Monday, October 06, 2008

Mountain Ash

A flash of light from the outlet, when I plug in the laptop: piercing blue at the center, yellow at the edges. I see, suddenly, all the wiring of the city, snaking through all those walls; the substations, the brooding gigantism of Bonneville dam, millions upon millions of lights burning, lights burning just to make a room cheerful, lights left on thoughtlessly. Motors running: kitchen appliances, clocks, stoves. I walk through the house with the lights out, and see tiny eyes glowing in every room, a dozen little red or green indicator lights on various gadgets that aren't even doing anything, but which feel the need to say that they're alive. Microwaves that want to tell me the time. Smoke alarms displaying vigilance. The machine equivalent of blogging.

Your pale face held an unearthly beauty yesterday, a beauty I wanted to reach through to, but am old enough to know can't be touched. Like reflections in a pool: the moment you touch, they vanish. Instead I turn your head and grasp the back of your neck and give the whole thing a soft wringing-out. "Like a cat picking up a kitten," someone said, an image that is inaccurate, but which always recurs. Then, putting a little traction on the skull with a thumb and forefinger in the suboccipitals, the other hand cradling the occiput, I rotate the head, slowly, barely perceptibly, like the wheel of the stars at night. I speculate that you must do yoga, and then realize that you, in your twenties, can probably take this range of motion quite for granted. All the way from the rising of Vega to the setting of Arcturus. I could turn even further, if I liked. Young owl.

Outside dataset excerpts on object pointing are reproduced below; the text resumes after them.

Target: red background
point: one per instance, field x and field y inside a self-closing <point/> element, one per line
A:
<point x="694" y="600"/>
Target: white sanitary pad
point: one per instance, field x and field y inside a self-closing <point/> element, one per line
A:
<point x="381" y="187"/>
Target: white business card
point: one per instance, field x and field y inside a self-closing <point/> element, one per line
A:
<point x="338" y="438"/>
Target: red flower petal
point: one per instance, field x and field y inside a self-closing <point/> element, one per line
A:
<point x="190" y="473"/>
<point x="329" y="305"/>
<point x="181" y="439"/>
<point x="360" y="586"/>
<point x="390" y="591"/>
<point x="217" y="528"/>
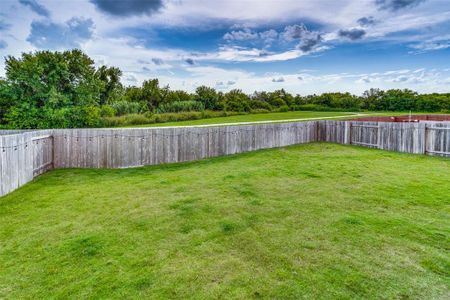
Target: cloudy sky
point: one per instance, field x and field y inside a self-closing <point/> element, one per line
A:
<point x="304" y="46"/>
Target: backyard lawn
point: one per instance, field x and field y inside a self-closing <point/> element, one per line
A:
<point x="309" y="221"/>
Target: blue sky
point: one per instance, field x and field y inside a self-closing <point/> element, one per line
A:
<point x="303" y="46"/>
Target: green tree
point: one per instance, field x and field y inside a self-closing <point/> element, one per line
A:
<point x="209" y="97"/>
<point x="112" y="89"/>
<point x="236" y="100"/>
<point x="51" y="89"/>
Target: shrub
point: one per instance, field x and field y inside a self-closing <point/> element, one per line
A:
<point x="178" y="106"/>
<point x="107" y="111"/>
<point x="125" y="107"/>
<point x="283" y="108"/>
<point x="258" y="104"/>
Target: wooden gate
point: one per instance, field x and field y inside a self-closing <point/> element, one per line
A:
<point x="42" y="154"/>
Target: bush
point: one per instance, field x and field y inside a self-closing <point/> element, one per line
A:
<point x="125" y="107"/>
<point x="315" y="107"/>
<point x="258" y="104"/>
<point x="148" y="118"/>
<point x="179" y="106"/>
<point x="283" y="108"/>
<point x="107" y="111"/>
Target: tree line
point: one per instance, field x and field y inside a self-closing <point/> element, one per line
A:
<point x="46" y="89"/>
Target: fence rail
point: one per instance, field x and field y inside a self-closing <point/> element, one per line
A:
<point x="27" y="154"/>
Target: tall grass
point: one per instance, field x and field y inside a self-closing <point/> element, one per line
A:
<point x="141" y="119"/>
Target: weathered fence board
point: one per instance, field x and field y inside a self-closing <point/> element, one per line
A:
<point x="121" y="148"/>
<point x="26" y="154"/>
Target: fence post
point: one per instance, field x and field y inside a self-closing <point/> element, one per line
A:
<point x="348" y="132"/>
<point x="379" y="136"/>
<point x="422" y="138"/>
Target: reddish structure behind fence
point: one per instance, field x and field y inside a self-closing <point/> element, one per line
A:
<point x="406" y="118"/>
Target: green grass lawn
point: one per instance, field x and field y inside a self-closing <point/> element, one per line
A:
<point x="309" y="221"/>
<point x="253" y="118"/>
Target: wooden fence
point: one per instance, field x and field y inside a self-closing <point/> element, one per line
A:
<point x="432" y="138"/>
<point x="26" y="154"/>
<point x="23" y="156"/>
<point x="120" y="148"/>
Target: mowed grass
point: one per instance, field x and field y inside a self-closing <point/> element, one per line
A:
<point x="317" y="221"/>
<point x="291" y="115"/>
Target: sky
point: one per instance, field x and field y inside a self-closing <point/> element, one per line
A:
<point x="303" y="46"/>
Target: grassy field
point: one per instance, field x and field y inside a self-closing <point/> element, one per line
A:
<point x="253" y="118"/>
<point x="314" y="221"/>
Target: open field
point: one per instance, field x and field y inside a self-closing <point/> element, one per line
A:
<point x="291" y="115"/>
<point x="278" y="117"/>
<point x="309" y="221"/>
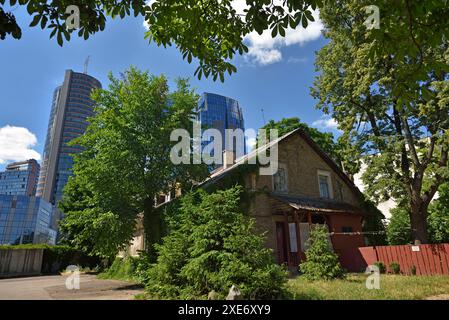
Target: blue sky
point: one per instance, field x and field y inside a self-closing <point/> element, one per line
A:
<point x="275" y="76"/>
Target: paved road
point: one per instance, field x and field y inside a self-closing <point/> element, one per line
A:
<point x="54" y="288"/>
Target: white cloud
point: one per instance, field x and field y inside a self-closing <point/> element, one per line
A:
<point x="326" y="123"/>
<point x="297" y="60"/>
<point x="263" y="49"/>
<point x="16" y="144"/>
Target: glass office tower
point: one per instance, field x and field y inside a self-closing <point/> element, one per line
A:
<point x="220" y="112"/>
<point x="20" y="178"/>
<point x="71" y="106"/>
<point x="25" y="219"/>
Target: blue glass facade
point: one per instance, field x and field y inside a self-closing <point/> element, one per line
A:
<point x="71" y="106"/>
<point x="25" y="219"/>
<point x="20" y="178"/>
<point x="220" y="112"/>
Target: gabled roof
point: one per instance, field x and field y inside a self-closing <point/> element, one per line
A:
<point x="219" y="174"/>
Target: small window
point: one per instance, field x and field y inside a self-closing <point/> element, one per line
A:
<point x="325" y="184"/>
<point x="293" y="237"/>
<point x="280" y="180"/>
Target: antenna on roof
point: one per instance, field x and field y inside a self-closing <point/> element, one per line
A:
<point x="86" y="64"/>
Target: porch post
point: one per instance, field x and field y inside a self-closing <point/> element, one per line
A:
<point x="287" y="237"/>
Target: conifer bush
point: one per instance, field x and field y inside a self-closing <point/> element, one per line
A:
<point x="321" y="262"/>
<point x="211" y="246"/>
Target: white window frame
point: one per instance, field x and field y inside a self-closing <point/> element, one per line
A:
<point x="284" y="167"/>
<point x="329" y="180"/>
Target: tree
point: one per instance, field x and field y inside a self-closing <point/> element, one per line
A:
<point x="439" y="216"/>
<point x="211" y="246"/>
<point x="321" y="262"/>
<point x="324" y="139"/>
<point x="214" y="32"/>
<point x="388" y="90"/>
<point x="210" y="30"/>
<point x="126" y="161"/>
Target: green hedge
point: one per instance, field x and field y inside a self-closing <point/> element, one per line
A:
<point x="57" y="258"/>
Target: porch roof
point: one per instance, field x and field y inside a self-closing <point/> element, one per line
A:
<point x="317" y="204"/>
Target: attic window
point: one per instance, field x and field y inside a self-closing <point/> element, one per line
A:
<point x="325" y="184"/>
<point x="280" y="180"/>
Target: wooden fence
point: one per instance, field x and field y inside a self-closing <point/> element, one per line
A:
<point x="428" y="259"/>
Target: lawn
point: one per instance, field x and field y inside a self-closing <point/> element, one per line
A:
<point x="353" y="288"/>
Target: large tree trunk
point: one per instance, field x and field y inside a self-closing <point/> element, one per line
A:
<point x="152" y="224"/>
<point x="418" y="221"/>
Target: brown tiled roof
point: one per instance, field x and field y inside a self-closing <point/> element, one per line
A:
<point x="317" y="204"/>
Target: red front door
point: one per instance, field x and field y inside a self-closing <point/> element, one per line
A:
<point x="281" y="243"/>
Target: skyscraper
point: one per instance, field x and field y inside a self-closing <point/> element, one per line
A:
<point x="71" y="106"/>
<point x="20" y="178"/>
<point x="25" y="219"/>
<point x="221" y="113"/>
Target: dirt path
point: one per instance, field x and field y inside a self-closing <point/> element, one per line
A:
<point x="54" y="288"/>
<point x="439" y="297"/>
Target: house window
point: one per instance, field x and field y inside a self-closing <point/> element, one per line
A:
<point x="324" y="182"/>
<point x="292" y="236"/>
<point x="280" y="180"/>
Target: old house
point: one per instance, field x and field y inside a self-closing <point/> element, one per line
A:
<point x="308" y="188"/>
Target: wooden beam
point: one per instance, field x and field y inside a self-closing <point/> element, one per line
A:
<point x="287" y="237"/>
<point x="298" y="235"/>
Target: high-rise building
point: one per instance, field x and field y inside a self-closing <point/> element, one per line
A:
<point x="25" y="219"/>
<point x="20" y="178"/>
<point x="71" y="106"/>
<point x="219" y="112"/>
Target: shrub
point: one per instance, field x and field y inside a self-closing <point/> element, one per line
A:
<point x="121" y="269"/>
<point x="381" y="266"/>
<point x="212" y="246"/>
<point x="321" y="262"/>
<point x="395" y="268"/>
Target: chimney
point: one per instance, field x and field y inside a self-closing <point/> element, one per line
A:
<point x="228" y="158"/>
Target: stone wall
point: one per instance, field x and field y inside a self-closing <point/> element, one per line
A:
<point x="20" y="262"/>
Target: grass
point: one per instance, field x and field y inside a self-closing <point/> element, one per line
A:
<point x="392" y="287"/>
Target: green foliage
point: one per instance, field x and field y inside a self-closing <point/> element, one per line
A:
<point x="321" y="262"/>
<point x="413" y="270"/>
<point x="121" y="269"/>
<point x="126" y="162"/>
<point x="438" y="221"/>
<point x="398" y="228"/>
<point x="388" y="90"/>
<point x="381" y="266"/>
<point x="373" y="222"/>
<point x="214" y="32"/>
<point x="395" y="268"/>
<point x="212" y="246"/>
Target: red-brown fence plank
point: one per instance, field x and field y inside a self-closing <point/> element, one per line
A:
<point x="429" y="260"/>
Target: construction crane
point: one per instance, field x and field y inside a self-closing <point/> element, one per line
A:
<point x="86" y="64"/>
<point x="263" y="116"/>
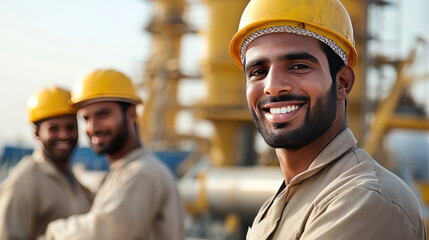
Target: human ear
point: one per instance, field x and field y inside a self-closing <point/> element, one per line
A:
<point x="345" y="81"/>
<point x="36" y="132"/>
<point x="131" y="112"/>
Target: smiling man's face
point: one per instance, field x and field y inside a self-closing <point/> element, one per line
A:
<point x="290" y="92"/>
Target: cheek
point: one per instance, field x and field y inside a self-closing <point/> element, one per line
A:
<point x="253" y="93"/>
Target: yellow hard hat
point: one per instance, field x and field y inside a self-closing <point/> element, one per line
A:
<point x="104" y="85"/>
<point x="49" y="102"/>
<point x="326" y="20"/>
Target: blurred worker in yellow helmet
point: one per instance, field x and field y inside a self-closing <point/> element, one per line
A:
<point x="297" y="56"/>
<point x="42" y="188"/>
<point x="139" y="198"/>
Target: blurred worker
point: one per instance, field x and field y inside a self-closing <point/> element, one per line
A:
<point x="297" y="56"/>
<point x="139" y="198"/>
<point x="42" y="188"/>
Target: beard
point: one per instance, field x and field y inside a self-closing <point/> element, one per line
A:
<point x="317" y="121"/>
<point x="116" y="143"/>
<point x="50" y="151"/>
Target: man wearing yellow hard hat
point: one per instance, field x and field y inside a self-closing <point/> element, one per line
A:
<point x="138" y="199"/>
<point x="42" y="188"/>
<point x="297" y="56"/>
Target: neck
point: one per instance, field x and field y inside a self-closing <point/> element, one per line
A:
<point x="295" y="161"/>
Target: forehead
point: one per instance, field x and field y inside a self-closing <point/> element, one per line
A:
<point x="278" y="44"/>
<point x="98" y="106"/>
<point x="63" y="119"/>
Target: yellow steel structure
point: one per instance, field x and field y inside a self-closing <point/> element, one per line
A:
<point x="225" y="105"/>
<point x="162" y="71"/>
<point x="358" y="13"/>
<point x="385" y="117"/>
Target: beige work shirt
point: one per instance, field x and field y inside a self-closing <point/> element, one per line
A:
<point x="138" y="200"/>
<point x="36" y="193"/>
<point x="344" y="194"/>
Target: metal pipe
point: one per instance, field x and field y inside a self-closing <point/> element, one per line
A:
<point x="240" y="190"/>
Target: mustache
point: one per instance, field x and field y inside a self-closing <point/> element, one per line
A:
<point x="98" y="133"/>
<point x="282" y="98"/>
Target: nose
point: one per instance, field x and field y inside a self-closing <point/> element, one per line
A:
<point x="90" y="126"/>
<point x="277" y="82"/>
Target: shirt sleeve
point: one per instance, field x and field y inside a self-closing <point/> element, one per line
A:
<point x="123" y="209"/>
<point x="362" y="213"/>
<point x="17" y="210"/>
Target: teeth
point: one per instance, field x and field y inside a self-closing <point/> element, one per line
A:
<point x="62" y="145"/>
<point x="283" y="110"/>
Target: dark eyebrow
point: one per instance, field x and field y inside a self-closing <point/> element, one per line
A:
<point x="299" y="56"/>
<point x="289" y="56"/>
<point x="257" y="62"/>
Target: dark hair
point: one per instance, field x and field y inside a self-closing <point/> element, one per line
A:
<point x="335" y="62"/>
<point x="124" y="106"/>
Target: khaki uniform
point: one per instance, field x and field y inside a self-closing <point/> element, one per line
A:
<point x="36" y="193"/>
<point x="138" y="200"/>
<point x="344" y="194"/>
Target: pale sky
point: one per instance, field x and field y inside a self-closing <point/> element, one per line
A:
<point x="48" y="42"/>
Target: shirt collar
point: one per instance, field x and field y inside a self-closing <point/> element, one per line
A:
<point x="129" y="157"/>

Later you talk eagerly, glowing, sitting on the bed. I stand a little awkwardly -- I'm not willing to claim the intimacy of sitting on the bed or on the floor, and there's no other seat to be had -- and I feel again how oddly my age sits on me. But no. Really my age suits me, I think. I have always been this old, and now I've grown into it. The thing out of place is the way I thought of people my age when I was young, or maybe, to be more accurate, how I didn't think of people my age. In a just world you'd ignore me completely, tit for tat, as paper cut-out rather than as a person. Fortunately, fortunately, it's not a just world.

Sun on the mountain ash, its fruit a glowing rust-color, the even-set leaflets rippling in the breeze.

Forgive us our trespasses, as we forgive those who trespass against us.